Tuesday, July 17, 2012

Why I have no interest in Comic-Con


Thanks, JSP, for sending me this article!

From slate [excerpt], woke up Saturday morning determined to gain admission into Exhibit Hall H of the convention center. Hall H is the big kahuna—6,500 seats—where all the sparkly Hollywood stuff goes on. The first event scheduled on Saturday was at 11:30 a.m., when Quentin Tarantino would be presenting footage from his upcoming film, Django Unchained. To ensure I'd get a seat, I showed up four hours early to stand in line.

Immediately it became apparent that I should have shown up at least seven hours early. The line was comically long. It flowed into a park next to the convention center, serpentined several times, wound its way through fretful hope, past mournful despair, and then hopped out onto an access road for 750 yards or so before twisting into an entirely different park. It finally terminated on a desolate, cracked-asphalt basketball court not remotely within eyeshot of the convention center entrance, where—and at this point I broke into an incredulous chuckle—it began to serpentine again, such that one had to trace 10 or 12 basketball-court-length switchbacks before making any forward progress.

The guys who fell in line behind me were a cheerful, chubby trio, munching on breakfast sandwiches. One dude wore a "Joss Whedon Is My Master Now" T-shirt, and another wore a shirt that said, "Captain Filipino-America." To pass the time, they named the full casts from every Star Trek iteration. Then they named all the actors who ever appeared on The Wonder Years. Then they began to play the six degrees game.

Full article here

2 comments:

Octopunk said...

In the late 90's my friends and I would see movies on opening night in Times Square and battle for good seats and everything (and get them), but I find in my old age I have absolutely no patience or stamina for any of that nonsense.

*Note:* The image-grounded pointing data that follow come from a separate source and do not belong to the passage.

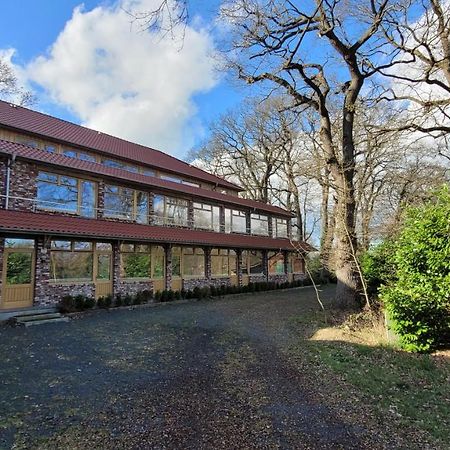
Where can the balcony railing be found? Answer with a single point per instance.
(37, 205)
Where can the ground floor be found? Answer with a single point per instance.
(40, 270)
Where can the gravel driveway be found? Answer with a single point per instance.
(204, 375)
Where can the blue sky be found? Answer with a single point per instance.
(198, 94)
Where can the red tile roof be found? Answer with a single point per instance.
(37, 123)
(58, 160)
(19, 222)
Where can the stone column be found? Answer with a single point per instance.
(207, 251)
(168, 266)
(239, 265)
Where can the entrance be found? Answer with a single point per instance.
(103, 270)
(18, 274)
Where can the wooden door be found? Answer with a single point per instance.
(18, 278)
(103, 274)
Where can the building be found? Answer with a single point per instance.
(83, 212)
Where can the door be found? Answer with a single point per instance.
(103, 274)
(18, 278)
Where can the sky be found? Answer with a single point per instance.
(87, 63)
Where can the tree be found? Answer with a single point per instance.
(9, 86)
(273, 43)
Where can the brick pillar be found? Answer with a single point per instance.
(222, 219)
(239, 265)
(191, 215)
(42, 273)
(2, 247)
(285, 256)
(207, 251)
(270, 226)
(265, 264)
(116, 267)
(168, 267)
(100, 199)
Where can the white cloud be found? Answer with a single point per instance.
(126, 82)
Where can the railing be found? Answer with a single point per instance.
(35, 205)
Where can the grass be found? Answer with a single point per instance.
(412, 388)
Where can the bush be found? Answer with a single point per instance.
(418, 299)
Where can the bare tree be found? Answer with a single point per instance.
(10, 90)
(272, 44)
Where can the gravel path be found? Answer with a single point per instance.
(206, 375)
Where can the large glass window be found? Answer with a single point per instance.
(158, 262)
(276, 263)
(223, 262)
(279, 227)
(135, 261)
(176, 262)
(62, 193)
(259, 224)
(193, 262)
(71, 261)
(170, 211)
(252, 262)
(206, 216)
(126, 203)
(235, 221)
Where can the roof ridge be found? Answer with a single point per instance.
(98, 132)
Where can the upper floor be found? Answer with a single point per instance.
(40, 175)
(55, 136)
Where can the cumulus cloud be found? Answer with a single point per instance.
(124, 81)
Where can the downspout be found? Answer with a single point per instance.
(8, 178)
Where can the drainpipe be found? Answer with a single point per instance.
(8, 178)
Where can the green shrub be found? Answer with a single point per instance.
(418, 298)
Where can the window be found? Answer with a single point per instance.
(176, 262)
(67, 194)
(71, 261)
(295, 263)
(170, 211)
(259, 224)
(279, 227)
(235, 221)
(159, 258)
(276, 263)
(206, 216)
(135, 261)
(193, 262)
(71, 153)
(126, 203)
(223, 262)
(252, 262)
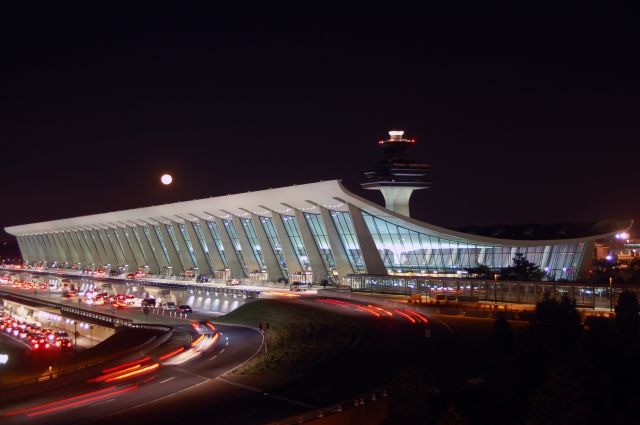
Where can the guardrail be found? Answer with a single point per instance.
(87, 315)
(189, 284)
(352, 403)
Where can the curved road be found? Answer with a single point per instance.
(197, 389)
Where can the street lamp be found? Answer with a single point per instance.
(610, 293)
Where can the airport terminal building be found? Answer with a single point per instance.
(306, 232)
(312, 233)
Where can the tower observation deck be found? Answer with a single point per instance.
(398, 174)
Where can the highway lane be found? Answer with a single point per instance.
(84, 402)
(196, 389)
(199, 298)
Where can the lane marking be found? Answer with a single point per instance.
(103, 402)
(258, 390)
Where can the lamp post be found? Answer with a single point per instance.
(75, 335)
(610, 293)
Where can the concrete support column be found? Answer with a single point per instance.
(128, 252)
(75, 253)
(397, 198)
(93, 247)
(482, 255)
(22, 246)
(87, 258)
(52, 254)
(134, 246)
(514, 251)
(274, 268)
(49, 253)
(55, 247)
(214, 254)
(370, 254)
(247, 252)
(546, 256)
(173, 253)
(153, 247)
(117, 248)
(198, 251)
(163, 261)
(35, 248)
(64, 249)
(337, 249)
(454, 255)
(110, 252)
(236, 268)
(320, 271)
(185, 257)
(289, 253)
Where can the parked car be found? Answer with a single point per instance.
(169, 306)
(149, 302)
(185, 309)
(298, 286)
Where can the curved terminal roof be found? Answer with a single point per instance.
(306, 197)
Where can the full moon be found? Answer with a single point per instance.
(166, 179)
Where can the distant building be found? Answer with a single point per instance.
(619, 247)
(313, 232)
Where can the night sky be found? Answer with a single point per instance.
(527, 116)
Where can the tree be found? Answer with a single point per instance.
(503, 334)
(627, 314)
(557, 323)
(452, 417)
(522, 269)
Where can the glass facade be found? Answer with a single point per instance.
(344, 226)
(198, 231)
(253, 241)
(163, 245)
(187, 241)
(115, 232)
(215, 235)
(147, 235)
(270, 231)
(231, 231)
(322, 240)
(174, 242)
(293, 231)
(136, 234)
(127, 240)
(405, 250)
(108, 247)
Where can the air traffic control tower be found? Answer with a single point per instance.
(398, 174)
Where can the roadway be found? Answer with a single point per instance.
(200, 389)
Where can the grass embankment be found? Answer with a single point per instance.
(300, 336)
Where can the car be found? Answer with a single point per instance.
(168, 306)
(298, 286)
(148, 302)
(185, 309)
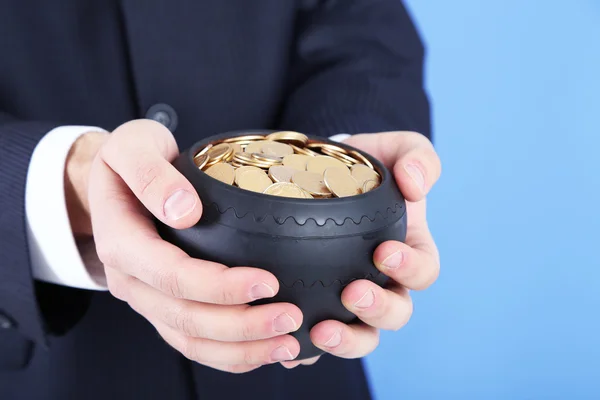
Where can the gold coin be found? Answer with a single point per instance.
(340, 182)
(279, 173)
(276, 149)
(220, 151)
(305, 151)
(311, 182)
(286, 189)
(266, 158)
(247, 138)
(360, 157)
(362, 174)
(241, 170)
(201, 161)
(296, 161)
(369, 185)
(223, 172)
(243, 158)
(321, 146)
(319, 164)
(237, 148)
(345, 158)
(255, 181)
(289, 137)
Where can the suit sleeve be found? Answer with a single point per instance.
(30, 310)
(357, 67)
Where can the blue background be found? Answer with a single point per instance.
(515, 87)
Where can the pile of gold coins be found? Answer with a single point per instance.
(288, 164)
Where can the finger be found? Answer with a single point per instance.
(416, 170)
(140, 153)
(388, 309)
(216, 322)
(205, 351)
(345, 341)
(294, 364)
(415, 264)
(411, 155)
(139, 251)
(233, 369)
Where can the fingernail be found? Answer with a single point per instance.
(281, 354)
(180, 204)
(261, 291)
(284, 323)
(334, 340)
(394, 260)
(416, 174)
(367, 300)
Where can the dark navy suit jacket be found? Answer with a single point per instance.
(315, 66)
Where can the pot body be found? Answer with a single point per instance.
(315, 247)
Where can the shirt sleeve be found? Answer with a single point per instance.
(54, 254)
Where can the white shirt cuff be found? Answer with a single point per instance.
(54, 254)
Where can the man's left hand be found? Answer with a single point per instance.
(413, 265)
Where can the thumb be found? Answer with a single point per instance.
(140, 152)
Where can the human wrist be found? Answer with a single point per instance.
(77, 170)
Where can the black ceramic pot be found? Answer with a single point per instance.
(315, 247)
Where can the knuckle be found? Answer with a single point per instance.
(146, 177)
(225, 296)
(117, 287)
(186, 323)
(247, 332)
(189, 350)
(248, 357)
(239, 369)
(168, 281)
(107, 252)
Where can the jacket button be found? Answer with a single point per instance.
(163, 114)
(5, 322)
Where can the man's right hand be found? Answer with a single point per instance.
(198, 307)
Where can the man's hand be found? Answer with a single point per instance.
(198, 307)
(413, 265)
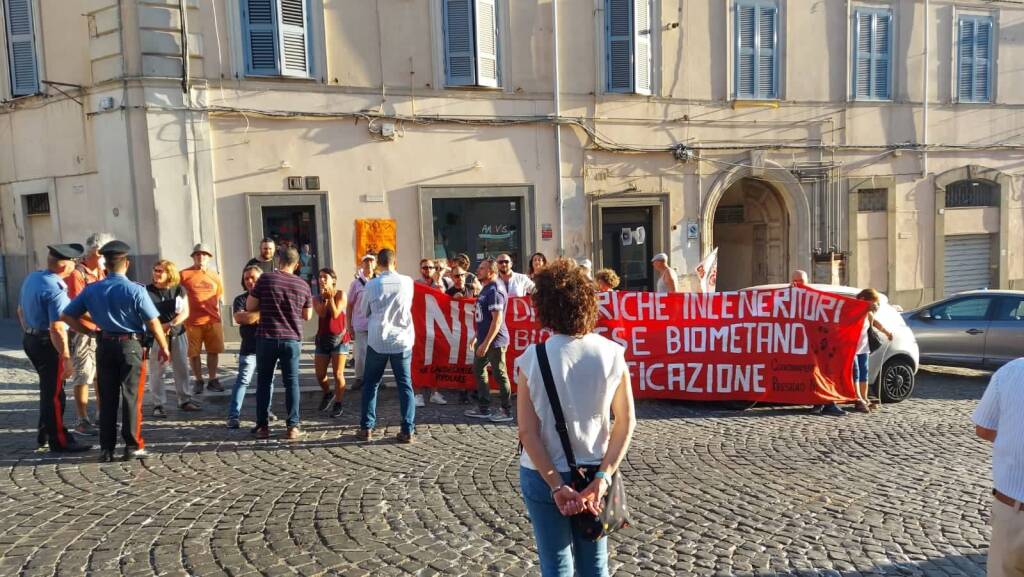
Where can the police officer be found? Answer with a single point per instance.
(124, 312)
(43, 298)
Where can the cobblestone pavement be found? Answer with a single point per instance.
(767, 491)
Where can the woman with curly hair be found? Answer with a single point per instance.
(593, 383)
(606, 280)
(537, 262)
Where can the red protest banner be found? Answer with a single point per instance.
(793, 344)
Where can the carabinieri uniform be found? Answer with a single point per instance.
(43, 298)
(121, 308)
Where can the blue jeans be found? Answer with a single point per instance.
(269, 352)
(247, 366)
(562, 552)
(374, 372)
(860, 368)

Since I work in the entertainment industry, I can get into Comic-Con for free, but everyone describes it as this ridiculous hassle nowadays. I've also heard it doesn't have the vendors you find at smaller cons, which is the real reason I go.

JPX said...

The most I ever waited was 3 hours to be the first person in line for Attack of the Clones. I have no patience for lines and/or waiting for stuff to happen. I'll happily skip opening weekend of a popular movie and then watch it on a Tuesday. Having the ability to skip lines at Disney and Universal Studios is the best idea since the iPhone (actually, there's an iPhone app that tells you the wait times for all the rides at Disney).